# Sherwood Pines MTB trail centre.



## I like Skol (2 Aug 2012)

Just thought I would post this for 2 reasons.

· 1st is if anyone needs any encouragement to get out there and ride with their kids, this is it. Just do it, it is worth the effort (although in my case it's no effort because I want to do it).

· 2nd is because I am so proud of my boys and how hard they try and how well they do!!!

We headed down to the Sherwood Pines forest trail centre yesterday afternoon (1st Aug) and wanted to ride the complete 10 mile loop of the Kitchener trail and also have a play in the Dirt Jump Zone. The site is located just to the east of Mansfield, between Mansfield and Ollerton. We did part of the Kitchener loop a few months ago during a stay at the Centre Parcs just next door but really wanted to come back with time to do the full loop and play on the jumps.

The Kitchener trail is described as a red trail suitable for experienced riders and better quality bikes...







I think the official description 'bigs up' the trail a little because to be honest it is pretty flat and tame. So tame that my 6yr old son only had to get off and push a couple of times. Having said that, the winding single track is enormous fun and the faster you go the more fun it becomes.










My older boy really showed off his skills when he hit a root that slid his backwheel right from under him but still managed to stay on two wheel and ride the climb that followed.
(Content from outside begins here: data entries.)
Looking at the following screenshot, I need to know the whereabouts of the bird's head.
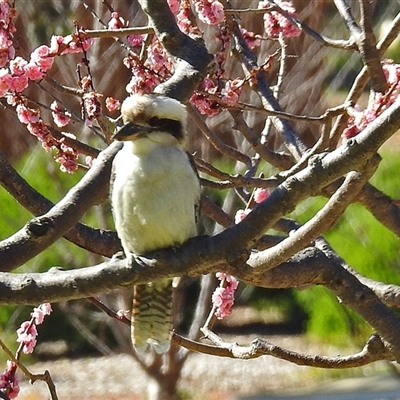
[113,94,187,144]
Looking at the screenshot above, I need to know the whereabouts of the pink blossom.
[106,97,121,112]
[0,26,15,67]
[25,62,45,81]
[85,156,96,167]
[0,68,10,97]
[16,104,40,124]
[50,101,71,128]
[144,40,174,78]
[17,321,37,354]
[190,77,221,117]
[167,0,179,15]
[10,57,28,76]
[55,148,79,174]
[30,45,55,72]
[211,272,239,319]
[116,310,130,321]
[82,92,102,121]
[0,0,10,22]
[240,28,261,50]
[8,75,29,93]
[31,303,53,325]
[60,31,94,55]
[253,188,270,204]
[49,35,64,55]
[221,78,243,106]
[127,35,144,47]
[258,0,301,37]
[235,208,251,224]
[0,360,20,399]
[107,11,126,29]
[194,0,225,25]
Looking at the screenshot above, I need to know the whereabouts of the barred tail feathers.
[131,279,172,354]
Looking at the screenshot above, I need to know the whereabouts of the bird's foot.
[111,251,125,262]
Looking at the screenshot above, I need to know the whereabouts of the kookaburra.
[111,94,200,354]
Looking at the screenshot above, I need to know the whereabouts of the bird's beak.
[111,122,154,141]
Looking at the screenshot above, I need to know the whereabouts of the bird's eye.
[148,117,160,126]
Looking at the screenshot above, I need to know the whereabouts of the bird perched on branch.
[111,94,200,354]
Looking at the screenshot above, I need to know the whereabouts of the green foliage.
[0,145,112,354]
[296,153,400,344]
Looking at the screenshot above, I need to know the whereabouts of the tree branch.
[0,142,121,271]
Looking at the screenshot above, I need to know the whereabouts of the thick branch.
[177,332,393,369]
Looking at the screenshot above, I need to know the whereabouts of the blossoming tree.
[0,0,400,399]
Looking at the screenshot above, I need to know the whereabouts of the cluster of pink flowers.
[106,97,121,112]
[124,38,174,93]
[240,28,261,50]
[14,96,79,174]
[190,77,243,117]
[167,0,180,15]
[82,91,103,125]
[342,60,400,139]
[0,30,93,97]
[258,0,301,37]
[0,360,20,399]
[50,101,71,128]
[211,272,239,319]
[193,0,225,25]
[0,303,52,399]
[17,303,52,354]
[235,188,270,224]
[107,11,127,29]
[0,0,16,67]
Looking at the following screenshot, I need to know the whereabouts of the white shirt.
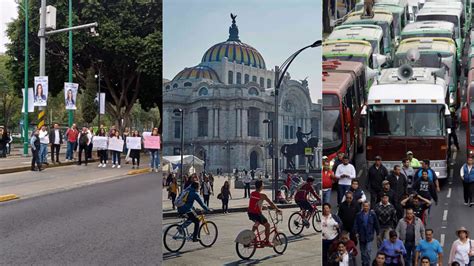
[336,163,356,185]
[54,129,61,144]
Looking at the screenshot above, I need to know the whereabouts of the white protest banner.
[64,82,79,110]
[33,76,48,106]
[144,136,160,149]
[109,138,123,152]
[21,88,35,113]
[92,136,107,150]
[127,137,142,150]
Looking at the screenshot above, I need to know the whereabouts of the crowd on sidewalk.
[322,151,474,266]
[30,124,160,172]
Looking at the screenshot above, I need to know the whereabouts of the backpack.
[174,188,191,208]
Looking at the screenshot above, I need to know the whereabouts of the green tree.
[81,68,97,124]
[7,0,162,129]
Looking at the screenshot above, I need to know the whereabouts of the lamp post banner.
[21,88,35,113]
[64,82,79,110]
[34,76,48,106]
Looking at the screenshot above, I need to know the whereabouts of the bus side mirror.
[461,106,469,124]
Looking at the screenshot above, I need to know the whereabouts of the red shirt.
[323,170,334,189]
[248,191,262,214]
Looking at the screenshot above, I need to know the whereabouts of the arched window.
[198,87,209,96]
[197,107,209,137]
[247,107,260,137]
[227,71,234,84]
[249,87,258,96]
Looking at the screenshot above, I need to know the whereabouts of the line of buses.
[323,0,474,179]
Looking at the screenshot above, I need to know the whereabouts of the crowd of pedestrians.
[321,151,474,266]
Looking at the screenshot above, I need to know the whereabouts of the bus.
[393,37,461,110]
[365,65,452,179]
[323,61,365,163]
[342,11,395,54]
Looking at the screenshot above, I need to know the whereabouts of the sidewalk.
[162,176,296,218]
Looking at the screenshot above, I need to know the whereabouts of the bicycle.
[163,209,218,252]
[288,197,322,236]
[235,210,288,260]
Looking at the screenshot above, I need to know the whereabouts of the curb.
[0,194,19,202]
[163,203,298,219]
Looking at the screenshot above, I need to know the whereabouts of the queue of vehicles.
[323,0,474,179]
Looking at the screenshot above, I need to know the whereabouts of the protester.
[49,124,63,163]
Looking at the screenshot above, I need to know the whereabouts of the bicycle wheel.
[273,233,288,255]
[288,212,304,236]
[163,224,186,252]
[312,209,323,233]
[199,221,218,248]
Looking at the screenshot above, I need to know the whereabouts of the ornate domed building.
[162,14,321,172]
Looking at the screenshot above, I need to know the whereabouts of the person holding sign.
[109,130,123,168]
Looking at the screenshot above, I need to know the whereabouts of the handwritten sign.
[92,136,108,150]
[127,137,142,150]
[109,138,123,152]
[144,136,160,149]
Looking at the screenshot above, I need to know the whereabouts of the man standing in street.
[354,202,380,266]
[336,155,356,204]
[49,124,63,163]
[367,156,388,206]
[66,124,79,161]
[396,208,425,266]
[460,157,474,207]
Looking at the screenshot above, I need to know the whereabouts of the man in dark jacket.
[337,191,360,243]
[354,202,380,266]
[367,156,388,206]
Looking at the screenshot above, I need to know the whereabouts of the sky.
[0,0,18,53]
[163,0,322,102]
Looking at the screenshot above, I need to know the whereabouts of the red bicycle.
[235,210,288,260]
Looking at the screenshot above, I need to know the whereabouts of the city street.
[0,172,162,265]
[163,208,321,265]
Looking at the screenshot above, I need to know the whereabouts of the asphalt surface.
[163,208,322,266]
[0,173,162,265]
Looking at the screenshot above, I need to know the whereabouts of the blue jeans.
[66,141,74,160]
[150,151,160,169]
[323,189,331,203]
[39,143,48,163]
[337,185,351,204]
[359,241,372,266]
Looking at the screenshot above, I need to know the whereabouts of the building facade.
[162,18,321,175]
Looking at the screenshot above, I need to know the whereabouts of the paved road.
[163,209,321,266]
[0,173,162,265]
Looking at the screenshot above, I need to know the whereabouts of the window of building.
[174,121,181,139]
[227,71,234,84]
[247,107,261,137]
[198,87,209,96]
[197,107,209,137]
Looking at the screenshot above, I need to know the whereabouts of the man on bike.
[295,177,321,227]
[176,182,211,242]
[247,180,281,247]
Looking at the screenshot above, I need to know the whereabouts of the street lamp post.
[173,108,184,191]
[272,40,322,201]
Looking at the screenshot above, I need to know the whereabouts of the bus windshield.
[368,104,446,137]
[323,109,342,154]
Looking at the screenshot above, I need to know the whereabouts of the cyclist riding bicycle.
[247,180,281,247]
[295,177,321,227]
[176,182,211,242]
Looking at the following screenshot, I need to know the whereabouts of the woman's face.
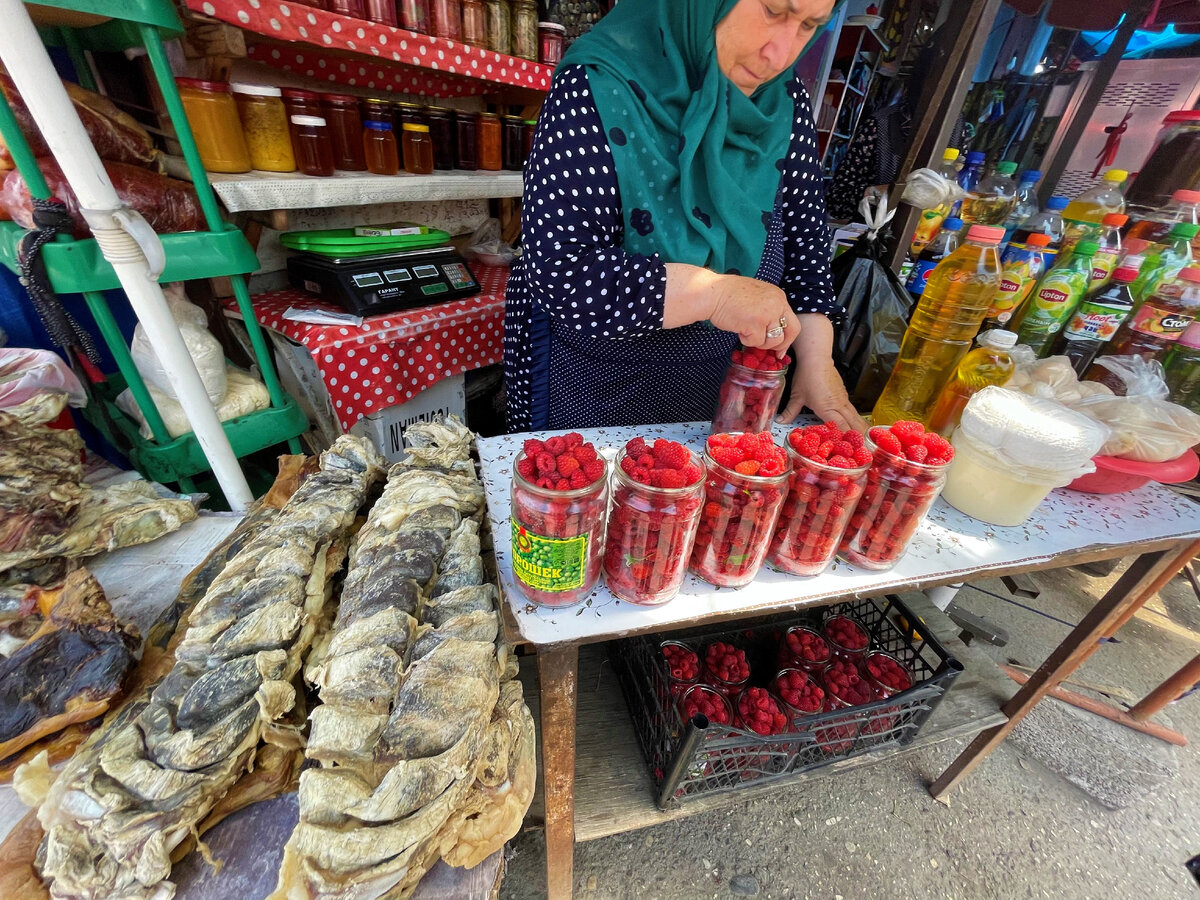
[716,0,834,97]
Click the picture below to see vid footage of the slide!



Part of the way around we diverted off into the Dirt Jump Zone and Downhill Area.





Here we had some fun getting airbourne, younger Skol did the best of the boys and they also got some footage of a balding middle aged bloke making a fool of himself on the beginner jumps (but getting some impresive air!).
This is a great shot of the 6yr old riding down the start ramp at the top of the downhill area....






It was a great day and definitely worth the trip


----------



## fossyant (8 Aug 2012)

This looks fantastic. Would be ideal for me and my son. Wife wouldn't like this stuff, nor would my daughter. Looks awesome.

Cheers for the review.


----------



## Crackle (8 Aug 2012)

We were in Centreparcs there recently. Took all the gear with me but son1 wasn't keen to go this time. Makes me realize what we missed now. Not often down that way either.


----------



## I like Skol (8 Aug 2012)

Crackle said:


> We were in Centreparcs there recently. Took all the gear with me but son1 wasn't keen to go this time. Makes me realize what we missed now. Not often down that way either.


I went to centre parcs fully tooled up  because I have 4x4'd along the Eakring road that runs through the area and spotted cyclists in the woods so had a clue of what might be available in the vicinity.


----------



## MrJamie (8 Aug 2012)

Looks really good, I went to Sherwood Pines to do the Sedgeway not long ago which is also rather fun and worth doing too  I was thinking the whole time though I wished I had my bike to go blast around the forest.

We've got some good trails here (in Woburn woods), the downhill section is way too scary, numerous >6ft drop offs. I like the XC trails a lot but its all sand so an hour or two on the trails and my bikes aged about a year.


----------



## Sandra6 (12 Aug 2012)

That looks fun. 
There are plenty of places with trails like that here, the seven stanes are great and so is Whinlatter forest, but hiring the bikes when we get there is just too much to do it as often as we'd like. 
We have a tiny hatchback and even if Mr6 could bring himself to "spoil" it with a carrier we wouldn't get five bikes on safely.


----------



## I like Skol (12 Aug 2012)

Sandra6 said:


> That looks fun.
> There are plenty of places with trails like that here, the seven stanes are great and so is Whinlatter forest, but hiring the bikes when we get there is just too much to do it as often as we'd like.
> We have a tiny hatchback and even if Mr6 could bring himself to "spoil" it with a carrier we wouldn't get five bikes on safely.


 
It all sounds a bit hilly for youngsters? Sherwood is fairly flat so easy on little legs 

Carrying lots of bikes is best done with a roofrack IMO. We have the thule aero bars and 591 upright racks which carry 4 bikes easily and could move up enough to get 5 on with a 5th 591. It's an expensive set-up but worth it and swaps from car to car as the fleet changes.


----------



## Sandra6 (13 Aug 2012)

The forests are hilly, in parts, but they all have "family friendly" routes.
Thule bars are good, worth the money, but we don't have the money lol.


----------